May 24, 2021
Our professional societies (e.g., ACM, IEEE, VLDB Endowment) have worked hard to ensure that peer review processes in conferences and journals are fair and continue to fulfill their intended purposes. Our community has introduced refinements such as double blind reviews, automated matching of reviewers to topics and to individual papers, multiple submission deadlines, opportunities for revision and rebuttal, “review quality week” to manually ensure high quality of reviews, and a variety of guidelines for reviewer selection, manuscript handling, and program committee assignments. These refinements have greatly helped to improve the quality of refereed publications.
Conflicts of Interest (COI) during review process. Despite all the valuable refinements to review processes, the operational definition of conflicts of interest (COI) and the means of declaring and handling them has changed little over time. A conflict of interest (COI) is a set of circumstances that creates a risk that professional judgement or actions regarding a primary interest will be unduly influenced by a secondary interest [1]. Primary interest refers to the principal goals of the profession or activity, such as the unbiased review of a paper. Secondary interest includes personal benefits such as financial gain, professional advancement, favours for family, friends, or collaborators. In particular, the secondary interests become objectionable when they are believed to have greater weight than the primary interest.
Why should we even care about COI in review process? COI is prevalent in many professions. Specifically, our professional societies have clear instructions and policy on avoiding COI due to the influence of secondary interests on the primary one. For example, ACM clearly states [2] “Conflicts of Interest in publication are to be avoided because they raise questions about the quality, impartiality, and accuracy of published items, even when the parties involved believe they have been fair and impartial. Sometimes, a conflict will lead to an unconscious bias that can influence decisions, even if the parties involved believed they are objective.” This is, in fact, consistent with extensive studies undertaken in psychology [3]. “Knowingly hiding or falsifying a stated COI” is a violation of the ACM Code of Ethics.

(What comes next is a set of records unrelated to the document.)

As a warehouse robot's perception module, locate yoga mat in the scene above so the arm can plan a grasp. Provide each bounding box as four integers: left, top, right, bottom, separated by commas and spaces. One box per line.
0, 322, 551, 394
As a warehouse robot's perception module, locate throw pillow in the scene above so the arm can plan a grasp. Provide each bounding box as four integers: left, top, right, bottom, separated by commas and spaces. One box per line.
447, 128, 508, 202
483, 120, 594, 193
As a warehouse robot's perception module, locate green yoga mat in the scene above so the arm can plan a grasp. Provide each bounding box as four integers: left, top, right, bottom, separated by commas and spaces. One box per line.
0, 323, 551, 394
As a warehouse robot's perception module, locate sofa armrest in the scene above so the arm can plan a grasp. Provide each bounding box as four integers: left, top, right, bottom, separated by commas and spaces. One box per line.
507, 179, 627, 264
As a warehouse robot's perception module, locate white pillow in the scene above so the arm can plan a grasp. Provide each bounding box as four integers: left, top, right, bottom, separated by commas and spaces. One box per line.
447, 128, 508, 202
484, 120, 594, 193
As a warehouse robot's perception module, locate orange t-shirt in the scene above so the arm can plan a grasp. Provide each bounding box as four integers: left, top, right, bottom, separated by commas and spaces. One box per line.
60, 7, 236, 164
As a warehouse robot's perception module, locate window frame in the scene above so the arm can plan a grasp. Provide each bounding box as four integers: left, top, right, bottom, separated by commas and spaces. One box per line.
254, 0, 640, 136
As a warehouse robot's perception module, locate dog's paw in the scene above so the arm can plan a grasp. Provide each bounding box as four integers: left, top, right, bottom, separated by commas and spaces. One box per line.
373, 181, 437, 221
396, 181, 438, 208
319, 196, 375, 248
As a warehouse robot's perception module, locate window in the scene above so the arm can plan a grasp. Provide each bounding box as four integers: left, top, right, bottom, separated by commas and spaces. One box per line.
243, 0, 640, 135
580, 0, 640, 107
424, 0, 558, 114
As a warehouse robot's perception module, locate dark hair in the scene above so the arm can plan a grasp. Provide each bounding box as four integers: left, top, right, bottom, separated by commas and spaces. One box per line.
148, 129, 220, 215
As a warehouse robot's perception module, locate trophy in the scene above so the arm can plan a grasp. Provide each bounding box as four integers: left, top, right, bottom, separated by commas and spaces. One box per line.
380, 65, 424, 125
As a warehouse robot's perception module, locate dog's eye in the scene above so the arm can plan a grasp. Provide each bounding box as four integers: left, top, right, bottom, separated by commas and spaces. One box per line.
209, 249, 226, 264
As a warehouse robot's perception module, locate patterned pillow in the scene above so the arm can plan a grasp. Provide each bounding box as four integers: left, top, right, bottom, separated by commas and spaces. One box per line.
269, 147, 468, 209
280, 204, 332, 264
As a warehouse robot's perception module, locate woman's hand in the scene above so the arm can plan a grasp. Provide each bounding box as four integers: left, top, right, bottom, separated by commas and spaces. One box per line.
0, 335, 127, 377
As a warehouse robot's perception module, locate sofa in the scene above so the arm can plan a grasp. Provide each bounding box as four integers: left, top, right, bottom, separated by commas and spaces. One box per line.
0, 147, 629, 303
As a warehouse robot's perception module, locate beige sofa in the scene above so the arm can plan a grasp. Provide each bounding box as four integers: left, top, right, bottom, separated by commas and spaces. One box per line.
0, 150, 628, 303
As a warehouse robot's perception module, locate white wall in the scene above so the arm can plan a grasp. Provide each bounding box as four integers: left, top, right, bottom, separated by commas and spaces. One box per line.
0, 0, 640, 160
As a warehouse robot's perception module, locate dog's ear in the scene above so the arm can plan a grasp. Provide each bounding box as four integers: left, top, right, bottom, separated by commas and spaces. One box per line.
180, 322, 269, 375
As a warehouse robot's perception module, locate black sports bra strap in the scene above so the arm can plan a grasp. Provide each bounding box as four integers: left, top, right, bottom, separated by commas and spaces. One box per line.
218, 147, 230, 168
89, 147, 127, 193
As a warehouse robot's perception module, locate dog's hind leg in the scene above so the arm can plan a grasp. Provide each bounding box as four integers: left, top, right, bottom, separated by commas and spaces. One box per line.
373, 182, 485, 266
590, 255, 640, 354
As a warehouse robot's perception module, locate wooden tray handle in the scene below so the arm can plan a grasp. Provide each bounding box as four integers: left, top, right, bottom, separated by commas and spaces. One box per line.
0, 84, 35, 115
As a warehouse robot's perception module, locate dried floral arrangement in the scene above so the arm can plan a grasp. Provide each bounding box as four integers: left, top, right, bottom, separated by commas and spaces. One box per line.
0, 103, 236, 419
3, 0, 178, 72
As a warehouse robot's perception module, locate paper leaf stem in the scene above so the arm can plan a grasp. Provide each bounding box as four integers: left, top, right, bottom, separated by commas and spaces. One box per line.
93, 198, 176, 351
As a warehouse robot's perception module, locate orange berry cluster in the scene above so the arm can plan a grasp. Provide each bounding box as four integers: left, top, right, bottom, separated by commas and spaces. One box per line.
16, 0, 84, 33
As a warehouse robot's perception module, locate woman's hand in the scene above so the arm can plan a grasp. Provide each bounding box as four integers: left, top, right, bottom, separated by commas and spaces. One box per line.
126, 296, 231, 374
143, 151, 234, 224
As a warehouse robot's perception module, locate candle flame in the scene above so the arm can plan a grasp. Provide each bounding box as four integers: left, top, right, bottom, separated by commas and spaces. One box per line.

Clearly, avoidance of COI during review process has downstream impact on the quality and accuracy of science that comes out from any venue. Furthermore, it has positive impact on review quality. Consequently, our major conference venues have defined various policies to implement the notion of COI during review process. Typically, COI exists if two people wrote a paper together in the past x years, are at the same institution currently or in the near past or near future, are close relatives or friends, are advisor and (former) advisee, or worked together closely on a project in the past y years, among others.
Manual checks for COI. Our data management venues require authors to self-report COI with all potential members of the program committee (PC). Although such self-reporting by an author is not very daunting in our DB venues compared to AI venues as the size of PC list to scan is typically less than 200, PC chairs cannot realistically double-check such manual declarations of COI including checking whether all conflicts were reported due to the volume of submissions. Indeed, recently it was reported [4] that an automated post-facto check on ICDE 2021 review data revealed a non-negligible number of unreported COI that bypassed the manual declaration and checking system of the conference. Hence, it is paramount to automate the detection and management of unreported COI in our venues. Recently, Winslett and Snodgrass have written an excellent article [6] on the need for automating COI management that I encourage all to peruse.
“Easy things are hard”: Automated COI detection and management. Automating certain types of COI detection (e.g., co-authorship, co-worker) look deceptively simple from 30,000 feet. At first glance, one can simply check the existence of an author’s name in the co-author list of a reviewer from any bibliographic data source (e.g., DBLP) or check if an author-specified domain name is identical to that of the reviewer (i.e., co-worker). While this may detect some COI, such strategy may often miss out many valid COI cases due to the challenges brought by the characteristics of real data in a review management system (RMS) or a bibliographic source. In particular, an author in a RMS (e.g., Microsoft’s CMT, EasyChair) may not necessarily follow the same naming convention as his/her bibliographic source entry. In other words, any COI detection tool needs to deal with the challenges posed by free-form specification of authors’ names and affiliations. This is further exacerbated by homonymous names. To mitigate this problem, some venues demand explicit bibliographic identifiers (e.g., DBLP identifiers) from authors or reviewers. However, such data collection opens up the real possibility of the input data to be invalid or dirty. Indeed, a PC Chair recently observed that “a number of users entered invalid or incorrect links to DBLP and Google Scholar”. Validating such input by an RMS can be hard due to the namesake problem among others. Furthermore, data in bibliographic sources and RMS may itself be dirty (e.g., DBLP may assign a publication to the “wrong” namesake, impacting the set of co-authors of an author).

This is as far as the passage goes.